Hoy le dedicamos este artículo a una de las principales autoras de fantasía y ciencia–ficción en lengua española, con una larga carrera literaria y los mayores previos en su haber. Hablamos de Elia Barceló y de una de sus novelas más hermosas.
«Las cuatro de la mañana. Últimos de diciembre. Escribo ahora para mí, a mano, con mi menuda letra de orfebre, en este piso recién alquilado, semivacío, mientras la nieve cae mansamente tras de los cristales sobre esta calle Clinton, en la que ya no suena la música de la que hablaba Cohen. Escribo para mí. No hay nadie más. No hay nadie más ahora que no está Celia. He consumido tres cigarrillos buscando las palabras, el principio, el arranque de esta historia que hoy me cuento, pero ¿dónde encontrarlo? ¿Cómo? ¿Cómo, si no hay principio, y el final que marcó mi vida, ese final de hace tantos años, está a apenas seis días de esta madrugada neoyorquina? Los recuerdos acuden enfurecidos, luchando por imponerse al desorden de mi mente, y se confunden en un magma vidriado que apenas deja entrever los contornos de lo que fue».
Esta novela es un ejemplo de magia, un engranaje de ruedas dentadas que funciona a la perfección. Sus páginas transmiten poesía, ilusión, admiración por la literatura clásica y a la vez una arriesgada experimentación formal. El truco podía haber fallado y que el conejo asomara demasiado pronto, pero Elia Barceló construye un mundo dulce en el que el lector puede disfrutar de la belleza de los momentos, las paradojas y el amor. Porque esta, en el fondo, es una historia de amor, pero asombrosamente real, mucho más que literaria. Los personajes sienten el peso terrible del desencuentro, de no haberse conocido cuándo y dónde debían, y de haber estado buscándose durante toda la vida. Es el clásico cuento del amor imposible, que tanto nos gusta como lectores, y que todos hemos vivido alguna vez. Y resulta curioso que esta novela sea tan verdadera, tan creíble, cuando su trasfondo, lo que hace girar esas ruedas dentadas de las que hablábamos antes, es el género fantástico.
«Recuerdo que recordé entonces con una intensidad que me hizo enderezarme en el asiento, asustado de mí mismo, el instante preciso en que la conocí, su perfil moreno en el vestíbulo del Lys, la pequeña perla en su oreja, el pañuelo blanco que se pasaba con cuidado por debajo de las pestañas al salir del cine, su rápida mirada hacia la amiga que la tranquilizaba sonriendo: «No, mujer, no se te nota nada». Fue como si mi corazón no pudiera decidirse, como si quisiera al mismo tiempo dejar de latir o echarse a volar desbocado hacia esa mujer a la vez frágil y dura, de traje sastre y collar de perlas, que parecía una actriz de cine negro, una estrella caída en el barro del cine de pueblo con su suelo sembrado de cáscaras de pipas y papeles grasientos de empanadas de atún».

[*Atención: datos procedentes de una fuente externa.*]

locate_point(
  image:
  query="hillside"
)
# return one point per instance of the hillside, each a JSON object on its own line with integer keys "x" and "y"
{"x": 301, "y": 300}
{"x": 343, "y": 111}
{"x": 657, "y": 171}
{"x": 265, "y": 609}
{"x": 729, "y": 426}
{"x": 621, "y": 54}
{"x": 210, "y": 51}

En los últimos años del siglo XX, se formó, vía e–mail y reuniones personales, el llamado Grupo de Umbría, por el que cuatro escritores muy renombrados pretendieron crear un lugar común de fantasía. Elia Barceló, César Mallorquí, Armando Boix y Julián Díez compartieron sus ideas más alocadas, sus sueños y sus intereses literarios. De allí surgieron tres novelas: una de Mallorquí, «Leonís»; y dos de Barceló, «El vuelo del hipogrifo» y «El secreto del orfebre». Umbría era un lugar mágico, diseñado a partir de sus propios recuerdos de infancia, de su fascinación por los pueblos aislados y de sus muchas capacidades narrativas. Allí todo era posible y ni siquiera la pertenencia a un determinado género literario constituía una barrera.

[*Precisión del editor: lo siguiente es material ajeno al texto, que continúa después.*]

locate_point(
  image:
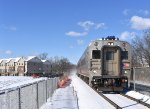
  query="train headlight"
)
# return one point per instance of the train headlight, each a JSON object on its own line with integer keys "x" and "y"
{"x": 94, "y": 71}
{"x": 125, "y": 72}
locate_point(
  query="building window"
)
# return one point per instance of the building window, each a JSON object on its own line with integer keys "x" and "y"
{"x": 124, "y": 55}
{"x": 109, "y": 55}
{"x": 96, "y": 54}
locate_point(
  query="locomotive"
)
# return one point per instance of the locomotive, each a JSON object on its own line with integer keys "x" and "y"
{"x": 106, "y": 64}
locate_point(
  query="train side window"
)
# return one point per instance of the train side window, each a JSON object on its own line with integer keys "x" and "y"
{"x": 124, "y": 55}
{"x": 109, "y": 55}
{"x": 96, "y": 54}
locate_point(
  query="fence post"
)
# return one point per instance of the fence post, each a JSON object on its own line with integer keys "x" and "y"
{"x": 134, "y": 77}
{"x": 46, "y": 91}
{"x": 37, "y": 95}
{"x": 19, "y": 95}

El destino del orfebre que da título a la novela se convierte en uno de los relatos de amor más bellos de la historia, a la vez que más complejos, aunque sea en tan poco espacio. Una novela corta con una profundidad asombrosa, un dolor y una pérdida. Un libro al que volver cada cierto tiempo, para aislarnos de la crueldad de la vida y refugiarnos en Umbría, donde incluso el amor más terrible nos parece hermoso, y no se borra jamás de nuestros recuerdos.